[I am embarking on a study of Ephesians, but before I get started, here are some “stream of consciousness” thoughts on the book.]
The Bible is full of mysteries that we can’t fathom. We try to resolve two schools of thought that are equally true, and invariably, we come down on one side or the other. It’s like we know of more of what the Bible says about this, but not a lot about that. Therefore, subconsciously, we root for one side to be true and the other to eventually fall by the wayside. But the more you study the Bible, however, you’re faced with even more apparent paradoxes, and you say to yourself, how can both of these concepts be true? While we once may have been settled, now with new information we are experiencing serious cognitive dissonance. We seek harmony, but grow even more perplexed, and that puts us, as someone has said, “with feet firmly planted in the air.” Well, that’s exactly where we need to be!

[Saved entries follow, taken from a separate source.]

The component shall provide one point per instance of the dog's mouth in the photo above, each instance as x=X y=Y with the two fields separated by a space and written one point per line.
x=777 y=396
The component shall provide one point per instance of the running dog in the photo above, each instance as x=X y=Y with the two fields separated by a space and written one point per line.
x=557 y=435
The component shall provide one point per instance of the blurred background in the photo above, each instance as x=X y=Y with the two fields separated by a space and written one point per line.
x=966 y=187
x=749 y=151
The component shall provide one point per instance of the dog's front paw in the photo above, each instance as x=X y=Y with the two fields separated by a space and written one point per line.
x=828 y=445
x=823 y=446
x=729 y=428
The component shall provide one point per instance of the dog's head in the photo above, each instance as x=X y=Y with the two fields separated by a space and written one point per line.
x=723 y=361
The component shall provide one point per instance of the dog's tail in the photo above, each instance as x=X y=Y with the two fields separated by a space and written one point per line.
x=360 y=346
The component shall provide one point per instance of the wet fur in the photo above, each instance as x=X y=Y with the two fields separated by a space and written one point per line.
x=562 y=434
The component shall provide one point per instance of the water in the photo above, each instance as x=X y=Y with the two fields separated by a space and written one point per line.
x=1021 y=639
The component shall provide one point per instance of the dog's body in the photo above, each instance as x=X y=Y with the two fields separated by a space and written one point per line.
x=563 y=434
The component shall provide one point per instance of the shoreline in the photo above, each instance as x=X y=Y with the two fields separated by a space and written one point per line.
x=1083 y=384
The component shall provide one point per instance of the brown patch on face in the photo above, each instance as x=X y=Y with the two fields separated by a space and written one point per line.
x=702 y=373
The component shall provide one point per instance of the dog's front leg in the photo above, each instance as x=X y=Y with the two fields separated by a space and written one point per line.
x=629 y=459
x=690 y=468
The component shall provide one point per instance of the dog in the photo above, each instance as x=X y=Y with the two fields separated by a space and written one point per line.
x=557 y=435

For example, we need to be settled with, say, the fact that he chose us, and, yes, we chose him.
I don’t know why, but I’ve always been led to Ephesians to resolve my questions about salvation. For one, it goes down real easy. I mean, you can’t read the first chapter without getting goose bumps and the really good feeling that whatever is true, I’m in! Then I like the fact that Paul, bless his soul with all those run-on sentences, chimes in with long prayers for me to “get it.” I appreciate that. I also like the “lavish” amounts of “grace” alluded to relentlessly. It seems to be a recurring theme that’s constantly reminding us that it’s nothing we did, or will do, to experience this new life in Christ. Very cool.

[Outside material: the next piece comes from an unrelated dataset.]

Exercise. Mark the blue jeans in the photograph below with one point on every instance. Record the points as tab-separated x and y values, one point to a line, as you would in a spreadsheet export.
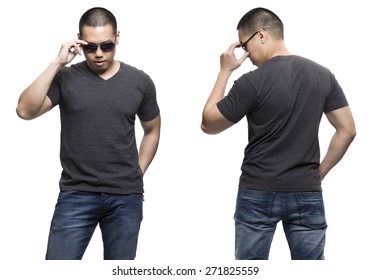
78	213
303	219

You don’t have to be a theologian to capture some huge theological concepts in the first fourteen verses. First, as in Romans 5:2, where we are “introduced into” the matchless grace in which we stand, here is revealed a blessed God who has blessed us with every imaginable, and unimaginable, blessing, “in Christ,” just as he chose us to be “in Him” “before the foundation of the world.” Right off the bat we are led into one camp, only to be registered in another school of thought in verse 13, with the inclusion of “having also believed.” I love it, standing in thin air.

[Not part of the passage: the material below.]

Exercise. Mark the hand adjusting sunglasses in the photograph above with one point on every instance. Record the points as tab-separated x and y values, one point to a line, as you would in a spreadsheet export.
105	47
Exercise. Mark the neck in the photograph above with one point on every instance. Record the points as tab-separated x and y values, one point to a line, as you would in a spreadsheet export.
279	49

Whatever the case, what else is necessary if we have “every spiritual blessing” in the heavenly places? But, there’s the rub–and this is how my mind works–I want my blessings in the here and now! I am reminded, though, that we’ve been “rescued us from the domain of darkness, and transferred us to the kingdom of His beloved Son, in whom we have redemption, the forgiveness of sins.” (Col. 1:13-14) It’s “no longer I who live, but Christ lives in me.” (Gal. 2:20). Even in suffering, the benefit of those “light afflictions” are added to that “eternal weight of glory” on deposit above. (2 Cor. 4:17) So, our here and now really is in the “great bye and bye!”
This concept is mind-boggling alone when we’re faced with the cares and concerns of this world, and for this reason, deposited in us was the “Holy Spirit of promise, who was given as a pledge of our inheritance, with a view to the redemption of God’s own possession, to the praise of His glory.”
And there’s more to say, and I’ll get there in the “bye in bye.”